Chiropractic is a drug-free, natural approach to health care and is concerned with treating disorders of the neuromusculoskeletal system that impede overall health and function. Chiropractic works well alongside traditional veterinary care and is complementary to traditional veterinary care rather than an alternative.
What do Chiropractors treat?
Chiropractors treat restriction of movement within a joint that affects the function of that joint as well as the surrounding tissues (ligaments, muscles and tendons, connective tissues, blood supply and nerves). Joints depend on motion in order to remain healthy, and once motion is compromised, changes begin to take place in the joint in as quickly as 5 seconds.
A little bit of anatomy, physiology and neurology.
Every spinal joint has nerves as well as small muscles that are densely packed with special cells (mechanoreceptors) that relay information about its movement and position to the central nervous system (spinal cord and brain). This makes up approximately 90% of the body's sensory input to the brain. When a joint stops moving, a cascade of events is initiated. Some of these changes include a build up of inflammation in the surrounding tissues, and the muscles are no longer able to change length (they can't move if the joint doesn't move). As a result, the brain loses the information it needs to maintain appropriate muscle contractions and smooth coordination of body movement. This would be the same as trying to figure out the meaning of this paragraph with every 3rd and 5th letter missing. When the brain does not have the appropriate input it can not produce the appropriate output, which results in the development of abnormal movement patterns. A young, fit animal is often able to hide these by developing compensatory areas of joint fixation and/or hypermobility. However, if these abnormal compensatory patterns are not corrected, over time it often leads to pain and/or injury and in the long term degeneration can develop due to abnormal biomechanical stress.

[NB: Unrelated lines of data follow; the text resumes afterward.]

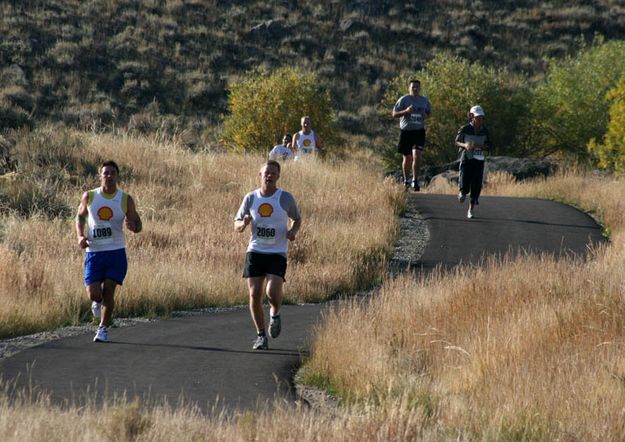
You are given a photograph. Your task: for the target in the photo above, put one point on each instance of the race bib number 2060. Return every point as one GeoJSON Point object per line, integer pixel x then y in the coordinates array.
{"type": "Point", "coordinates": [265, 234]}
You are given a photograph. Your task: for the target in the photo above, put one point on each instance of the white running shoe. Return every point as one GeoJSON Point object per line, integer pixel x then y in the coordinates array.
{"type": "Point", "coordinates": [102, 335]}
{"type": "Point", "coordinates": [275, 326]}
{"type": "Point", "coordinates": [261, 343]}
{"type": "Point", "coordinates": [96, 309]}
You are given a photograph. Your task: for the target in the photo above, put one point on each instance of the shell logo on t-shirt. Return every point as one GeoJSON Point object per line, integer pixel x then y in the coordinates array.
{"type": "Point", "coordinates": [105, 213]}
{"type": "Point", "coordinates": [265, 210]}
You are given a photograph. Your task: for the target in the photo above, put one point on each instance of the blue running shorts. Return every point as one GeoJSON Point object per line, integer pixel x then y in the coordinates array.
{"type": "Point", "coordinates": [111, 264]}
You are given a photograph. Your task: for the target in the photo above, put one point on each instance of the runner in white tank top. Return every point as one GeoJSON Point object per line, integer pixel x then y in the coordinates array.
{"type": "Point", "coordinates": [268, 210]}
{"type": "Point", "coordinates": [104, 211]}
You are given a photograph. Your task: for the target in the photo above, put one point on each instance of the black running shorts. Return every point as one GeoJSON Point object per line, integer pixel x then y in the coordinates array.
{"type": "Point", "coordinates": [261, 264]}
{"type": "Point", "coordinates": [411, 139]}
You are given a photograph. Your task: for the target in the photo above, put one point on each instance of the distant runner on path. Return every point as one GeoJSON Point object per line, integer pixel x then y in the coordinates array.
{"type": "Point", "coordinates": [473, 140]}
{"type": "Point", "coordinates": [268, 209]}
{"type": "Point", "coordinates": [306, 141]}
{"type": "Point", "coordinates": [412, 110]}
{"type": "Point", "coordinates": [104, 211]}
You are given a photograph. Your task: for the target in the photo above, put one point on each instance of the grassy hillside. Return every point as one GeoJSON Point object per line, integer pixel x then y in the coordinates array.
{"type": "Point", "coordinates": [166, 64]}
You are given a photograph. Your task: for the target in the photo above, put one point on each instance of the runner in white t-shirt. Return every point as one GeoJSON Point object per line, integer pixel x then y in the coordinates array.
{"type": "Point", "coordinates": [306, 141]}
{"type": "Point", "coordinates": [282, 151]}
{"type": "Point", "coordinates": [268, 210]}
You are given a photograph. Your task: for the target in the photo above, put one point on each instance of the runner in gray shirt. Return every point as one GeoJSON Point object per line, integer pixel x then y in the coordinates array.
{"type": "Point", "coordinates": [412, 110]}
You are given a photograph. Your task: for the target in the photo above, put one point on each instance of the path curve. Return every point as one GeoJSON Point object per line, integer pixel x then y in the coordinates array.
{"type": "Point", "coordinates": [206, 359]}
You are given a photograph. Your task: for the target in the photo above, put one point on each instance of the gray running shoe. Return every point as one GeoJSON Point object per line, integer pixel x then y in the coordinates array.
{"type": "Point", "coordinates": [261, 343]}
{"type": "Point", "coordinates": [102, 335]}
{"type": "Point", "coordinates": [275, 326]}
{"type": "Point", "coordinates": [96, 309]}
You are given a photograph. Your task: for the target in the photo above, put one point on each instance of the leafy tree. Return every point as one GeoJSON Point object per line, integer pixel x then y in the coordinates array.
{"type": "Point", "coordinates": [611, 154]}
{"type": "Point", "coordinates": [569, 107]}
{"type": "Point", "coordinates": [264, 105]}
{"type": "Point", "coordinates": [453, 85]}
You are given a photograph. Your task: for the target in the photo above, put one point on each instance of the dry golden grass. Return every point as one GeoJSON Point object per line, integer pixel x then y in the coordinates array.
{"type": "Point", "coordinates": [524, 349]}
{"type": "Point", "coordinates": [37, 420]}
{"type": "Point", "coordinates": [188, 255]}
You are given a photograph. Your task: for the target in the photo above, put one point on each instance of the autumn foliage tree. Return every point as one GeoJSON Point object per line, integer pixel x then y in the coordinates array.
{"type": "Point", "coordinates": [265, 105]}
{"type": "Point", "coordinates": [611, 153]}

A little bit of biomechanics.
The spine works as a chain. Each joint in the spine moves only a few degrees in each direction but when all of these are added together, great flexibility is allowed. Animals are designed to be propelled forward by absorbing and releasing potential and kinetic energy in the spine as it moves. If there are movement restrictions in the spinal column, this energy is lost and the animal is forced to pull themselves forward in an inefficient way that places more stress on the body and requires much more energy. This leads to both mechanical and training issues as well as a loss of performance. Our bodies will compensate to perform a desired task (a simple example being limping to take the pressure off a sore foot). At the spinal level, the joints adjacent to the restriction compensate for the lack of movement by moving more and become hypermobile (too much movement) and increasingly prone to injury and degeneration. In addition, the restricted joint also begins to degenerate.
If a joint is "fixed" or its movement is restricted within its normal anatomical range of motion, this can lead to stress on the surrounding tissues and inflammation. All of these factors alter sensory input to the brain. The aim of chiropractic treatment is to therefore restore normal function of the spine and other joints so that there is normal input to the central nervous system, which results in optimal output and leads to symmetrical, naturally flowing movement patterns.